Esa tarde, al llegar a su casa, oye ruidos en la cocina, como si alguien estuviera cocinando. No es la primera que le pasa. Camina por un lado de la habitación principal; sigue hasta otra más que da justo con la pequeña cocina y el zaguán. “¿Por qué una casa de trece recámaras tiene la cocina tan ridículamente chica?”, se pregunta. “Quizá sea porque la construcción es tan vieja como mi propio nombre”, se responde.  En efecto, alguien estuvo cocinando. No puede ser, esta harto de las dos mujeres que habitan su propio hogar. Una cosa es que no haya llamado un médium para desalojarlas y otra muy diferente que tomen todo como si les perteneciera. Es el colmo, al final de las largas escaleras, están ellas.  Para variar, ni lo voltean a ver; él sube los diez y ocho escalones, las hace a un lado de su camino y con frustración observa que las veintidós puertas de recámaras y baños que dejó cerradas, se encuentran abiertas. “Majaderas”, reclama.

Tras un descanso en el que para su mala fortuna los truenos y la lluvia no lo dejan dormir, el ritual nocturno se repite. Se pasea por la casa para apagar las luces y cerrar cada puerta. Afuera de su habitación, se encuentra con la niña. Ella juega con la muñeca que al jalarle el cordón, saluda y canta “Pin pon es un muñeco muy lindo y de cartón…” Siempre la misma cantaleta. “¡A un lado, a un lado!”, le dice y sigue su camino. Al llegar al pasillo del piso de abajo, descubre a la mujer. Esta parada frente a una mesa que contiene quien sabe que tantas cosas. Esta vez, es él el que la ignora, después de todo, tiene que continuar con su acostumbrado rondín. Lo sabía, la luz de la habitación del fondo está encendida. Tendrá que cortar nuevamente el cable para evitar ese molesto resplandor. Detrás de él, escucha a la niña que baja corriendo y llega al lugar donde su mamá lo espera.

–Mamá, ¿Hoy es jueves treinta y uno de octubre, verdad? –Interroga.

– Sí, ¿Por qué?

–Es que ya va a ser el día de muertos y aún no hemos acabado de poner el altar.

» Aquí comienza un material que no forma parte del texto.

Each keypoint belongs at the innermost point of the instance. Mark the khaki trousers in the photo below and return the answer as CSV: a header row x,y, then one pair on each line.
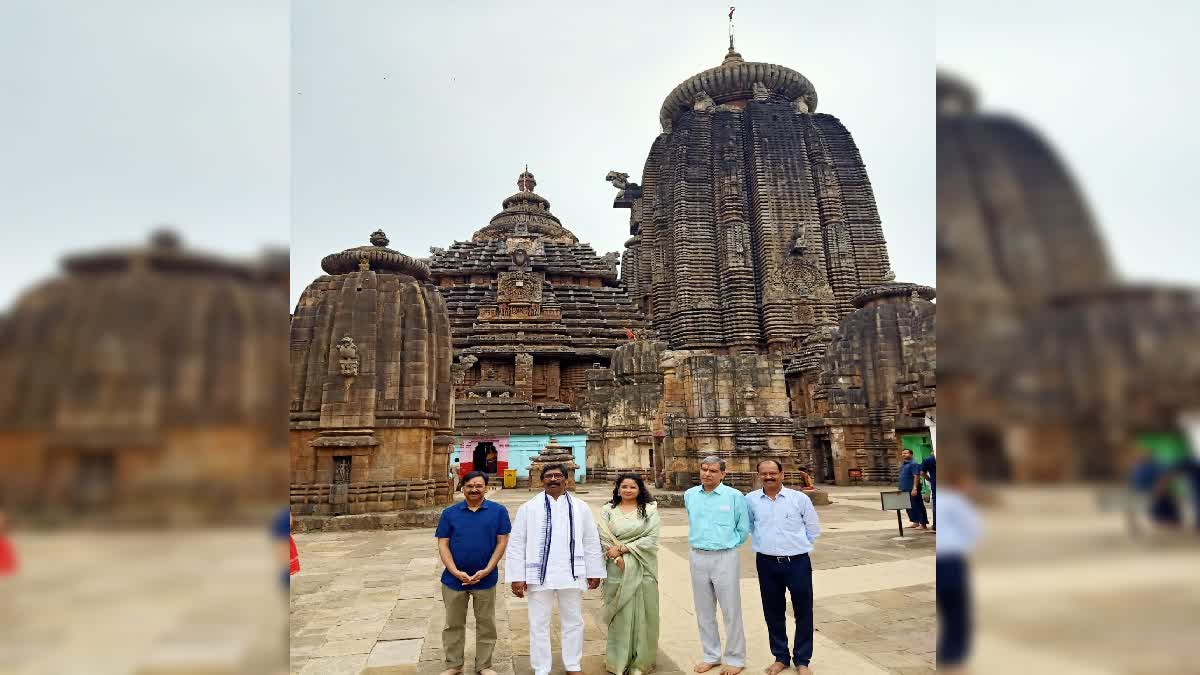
x,y
454,634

–Sí, hija tienes razón. –Y acallando el escandaloso “taca, taca, taca…”, completa, –ten, pon el suéter, por fin terminé de coserlo.

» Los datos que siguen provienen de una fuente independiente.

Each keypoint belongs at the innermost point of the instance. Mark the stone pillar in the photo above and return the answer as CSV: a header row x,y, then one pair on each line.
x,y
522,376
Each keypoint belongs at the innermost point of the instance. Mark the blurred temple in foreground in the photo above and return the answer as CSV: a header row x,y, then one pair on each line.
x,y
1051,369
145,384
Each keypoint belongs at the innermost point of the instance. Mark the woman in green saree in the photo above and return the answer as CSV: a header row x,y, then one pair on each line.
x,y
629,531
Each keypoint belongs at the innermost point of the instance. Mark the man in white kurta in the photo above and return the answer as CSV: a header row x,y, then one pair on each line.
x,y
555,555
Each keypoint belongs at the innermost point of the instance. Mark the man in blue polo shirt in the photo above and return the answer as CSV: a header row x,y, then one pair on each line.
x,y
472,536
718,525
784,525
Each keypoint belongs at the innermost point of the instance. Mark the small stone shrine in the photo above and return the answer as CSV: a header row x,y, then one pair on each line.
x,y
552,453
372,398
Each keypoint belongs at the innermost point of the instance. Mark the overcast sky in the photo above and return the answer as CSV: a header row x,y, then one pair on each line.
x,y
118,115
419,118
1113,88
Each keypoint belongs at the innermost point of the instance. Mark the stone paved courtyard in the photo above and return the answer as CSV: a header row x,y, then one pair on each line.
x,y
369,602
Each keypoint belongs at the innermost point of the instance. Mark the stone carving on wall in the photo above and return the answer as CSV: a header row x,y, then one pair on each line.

–Te quedó precioso. Justo como a papá le gustaban.

–Colócalo junto a su foto y vamos por la comida. Preparé mole rojo, ¿te acuerdas cuanto lo disfrutaba?

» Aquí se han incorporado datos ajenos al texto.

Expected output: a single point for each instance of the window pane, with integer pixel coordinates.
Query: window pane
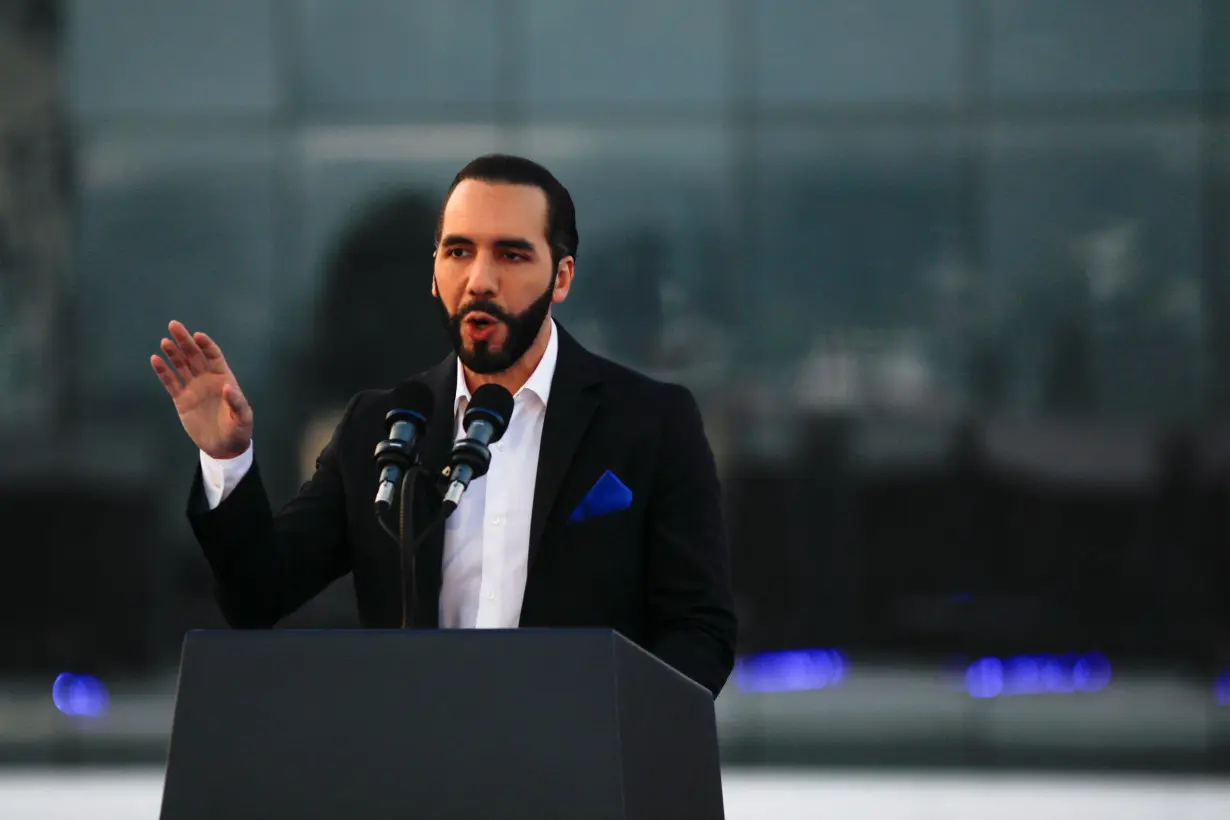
(654, 284)
(1217, 294)
(400, 53)
(1114, 47)
(174, 229)
(1219, 26)
(634, 52)
(856, 261)
(171, 55)
(857, 51)
(1094, 251)
(363, 261)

–Sí. Lo extraño tanto, ma. Y es tan injusto que en sus últimos meses ya ni nos reconociera.

–Si mija, maldita enfermedad.

La niña tomó la foto y observándola con cariño, le dice: –Te quiero, papi. Espero que por lo menos en el cielo te portes bien y no te la pases quejándote.

A continuación, besó la fotografía del señor Tovar y, con mucho cuidado, la puso en el lugar más vistoso de la ofrenda.